Nigerian computer scientist and entrepreneur

Unoma Ndili Okorafor is a Nigerian computer scientist and entrepreneur. Okorafor founded Working to Advance African Women, a non-profit that supports the education of African women in science, technology, engineering, and math (STEM) in 2007. She is the chief executive officer at Herbal Goodness and Fairview Data Technologies.

== Early life and education ==
Okorafor was born in Nigeria. She is the fifth child of Frank Nwachukwu Ndili, the first Nigerian nuclear physicist and the 7th Vice-Chancellor (President) of the University of Nigeria, Nsukka.

She studied computer and electrical engineering at the University of Lagos, graduating in 2008. She moved to Texas for her graduate studies, earning a master's degree at Rice University in 2001 and a PhD from Texas A&M University in 2008. At Texas A&M University she was a Sloan Foundation Scholar. Her PhD, Secure Integrated Routing and Localization in Wireless Optical Sensor Networks, was supervised by Deepa Kundur. She then joined Stanford Graduate School of Business, where she completed an Executive Program in Social Entrepreneurship. She also completed the Social Entrepreneurship program at INSEAD.

== Career ==
Okorafor has worked at Texas Instruments, Intel, Hewlett-Packard and IBM. In 2007, whilst completing her PhD, Okorafor founded Working to Advance African Women (WAAW). WAAW is a 501(c) not-for-profit which promotes STEM education to African women. She launched the program with savings she made as a graduate student. WAAW runs 13 programs in Ghana, Kenya, Uganda, Cameroon, Malawi, Togo, Nigeria and South Africa. They have over one hundred volunteer university fellows and reach several thousand girls a year. Alongside educating young women, Okorafor works with communities and families to ensure that no one tries to stop girls choosing STEM subjects.

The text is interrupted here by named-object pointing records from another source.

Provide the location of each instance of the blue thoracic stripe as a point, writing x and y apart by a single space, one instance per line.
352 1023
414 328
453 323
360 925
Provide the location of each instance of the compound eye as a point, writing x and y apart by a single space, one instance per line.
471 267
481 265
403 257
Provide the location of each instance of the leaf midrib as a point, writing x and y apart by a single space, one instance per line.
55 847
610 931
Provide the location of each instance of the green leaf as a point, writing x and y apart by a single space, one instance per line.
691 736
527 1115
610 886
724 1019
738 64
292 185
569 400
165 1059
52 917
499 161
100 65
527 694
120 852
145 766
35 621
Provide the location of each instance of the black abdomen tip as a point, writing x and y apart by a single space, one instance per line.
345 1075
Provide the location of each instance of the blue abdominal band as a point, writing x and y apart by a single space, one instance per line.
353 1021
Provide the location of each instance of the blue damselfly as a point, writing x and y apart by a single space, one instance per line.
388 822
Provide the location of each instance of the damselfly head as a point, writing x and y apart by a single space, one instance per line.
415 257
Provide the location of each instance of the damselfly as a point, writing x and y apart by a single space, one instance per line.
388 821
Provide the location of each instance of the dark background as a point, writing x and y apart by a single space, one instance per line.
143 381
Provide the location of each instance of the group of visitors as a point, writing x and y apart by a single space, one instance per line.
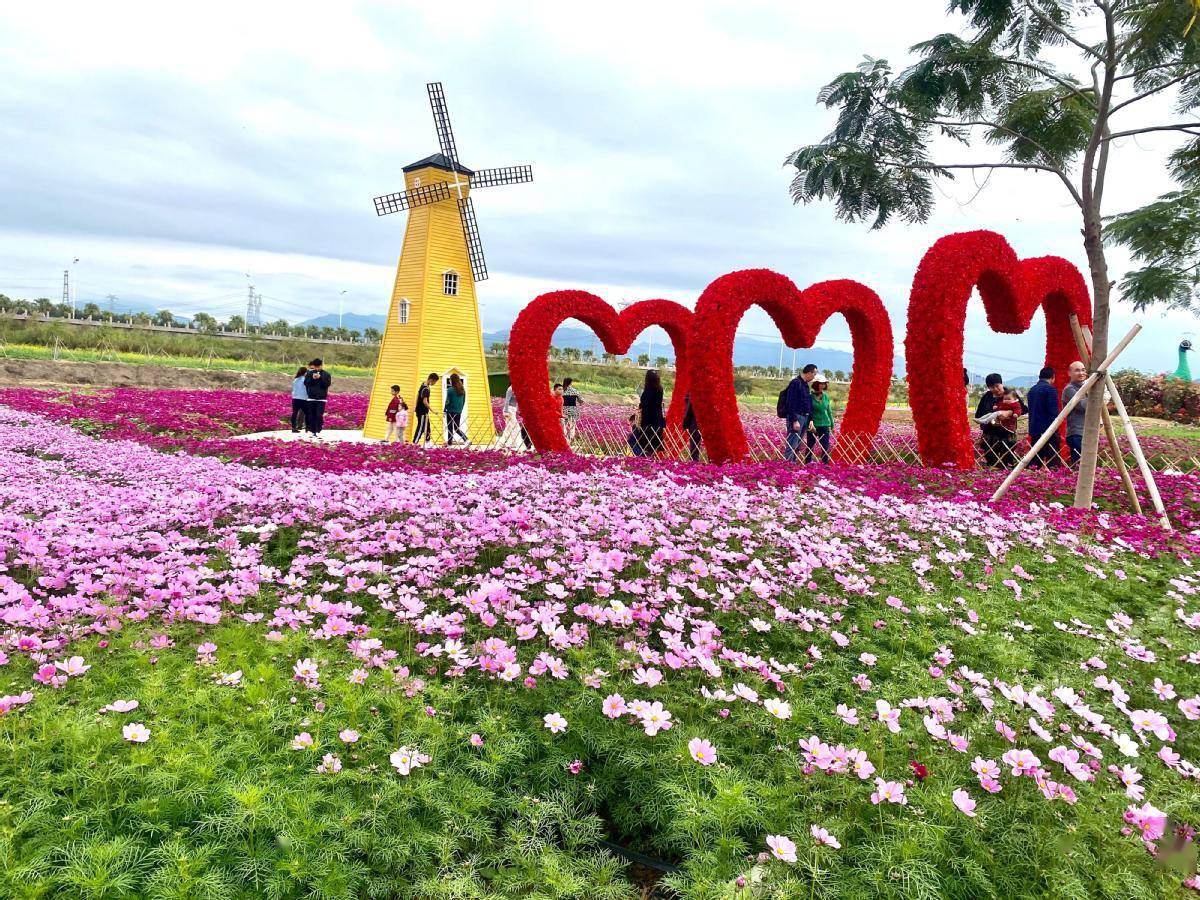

Okorafor is a visiting professor at the African University of Science and Technology, where she teaches courses on computer science. She is the chief executive officer at Herbal Goodness, Fairview Data Technologies, and Radicube Technologies.

=== Awards and honors ===
- 2018 - One of OkayAfrica's Top 100 Women in 2018
- 2016 - ITU and UN Women GEM Tech Award
- 2013 - Anita Borg Social Change Agent Award
- 2010 - Crans Montana Leaders Forum "Future World leader"

== Personal life ==
Okorafor married Ekpe Okorafor and has three children.